The decrees have included the closure of secondary education for women, including universities, the prohibition of women's entry into entertainment and sports facilities, the total exclusion of women from government, and the denial of most jobs for women.
Sima Bahous, executive director of U.N. Women, told the same meeting that the Islamist government has imposed extreme patriarchal gender norms that flagrantly deny women their basic human rights.
Afghan women “tell us that they are prisoners living in darkness, confined to their homes without hope for the future,” said Bahous.
Karima Bennoune, an international human rights expert, urged the United Nations to officially recognize and codify the gender apartheid system that has taken hold in Afghanistan.
“A powerful aspect of the gender apartheid approach is that [it] not only implicates the perpetrators of apartheid, but it means, as was the case with racial apartheid in South Africa, that no member state can be complicit in or normalize the Taliban’s illegal actions and that they must take effective action to end this situation,” Bennoune told the Security Council meeting.

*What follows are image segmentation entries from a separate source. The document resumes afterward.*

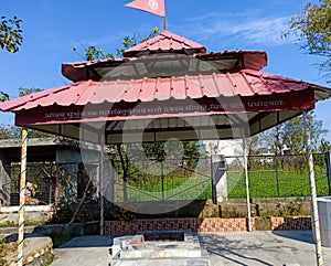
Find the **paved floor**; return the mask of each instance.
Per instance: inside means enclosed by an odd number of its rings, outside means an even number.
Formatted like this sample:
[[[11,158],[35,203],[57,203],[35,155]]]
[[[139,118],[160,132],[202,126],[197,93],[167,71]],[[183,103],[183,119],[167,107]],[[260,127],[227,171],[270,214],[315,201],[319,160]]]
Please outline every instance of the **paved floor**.
[[[313,266],[310,231],[211,233],[200,235],[211,256],[211,266]],[[55,249],[52,266],[107,266],[110,236],[82,236]],[[331,248],[323,247],[324,265],[331,265]],[[154,265],[158,265],[156,262]],[[173,262],[169,266],[181,266]]]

Codifying gender apartheid in international laws, Bennoune said, would make it clear that there can be no recognition of the Taliban government by any member state, and that the country should not be granted a seat at the U.N.
Hundreds of Afghan women who participated in a U.N. survey in July voiced a similar sentiment, saying that any recognition of the Taliban government should be contingent on concrete improvements in women's rights, including access to education and the ability to work.
Despite the Taliban's ban on Afghan women working for U.N. agencies and nongovernmental organizations, Special Representative Otunbayeva emphasized the importance of continuing diplomatic engagement with the Taliban.
“Dialogue is not recognition,” she said. “Engagement is not acceptance of these policies. On the contrary: dialogue and engagement are how we are attempting to change these policies.”
No Condemnation by Russia, China
Calling the Taliban’s policies abhorrent and unacceptable, nearly all council members, except for Russia and China, demanded that Taliban leaders end their misogynistic policies.
In her remarks to council members, Anna Evstigneeva, deputy Russian representative to the U.N., said that “we closely listened” to the statements made by the head of U.N. Women and Bennoune, but she did not condemn the Taliban policies.
Instead, she used the platform to criticize the United States and NATO for their two-decade-long war in Afghanistan and their subsequent abandonment of the country, leaving it mired in humanitarian crises.
“We are keen to develop relations with Kabul,” said Evstigneeva, adding that a Taliban delegation, along with representatives from Indonesia, Turkey and several regional countries, have been invited to a meeting about Afghanistan in Kazan, Russia, on Friday.
A Chinese representative went as far as to urge Taliban authorities to respect the rights of Afghan women and form an inclusive government.
China recently appointed a new ambassador to Kabul.
Chinese companies have also signed mining contracts with the Taliban government.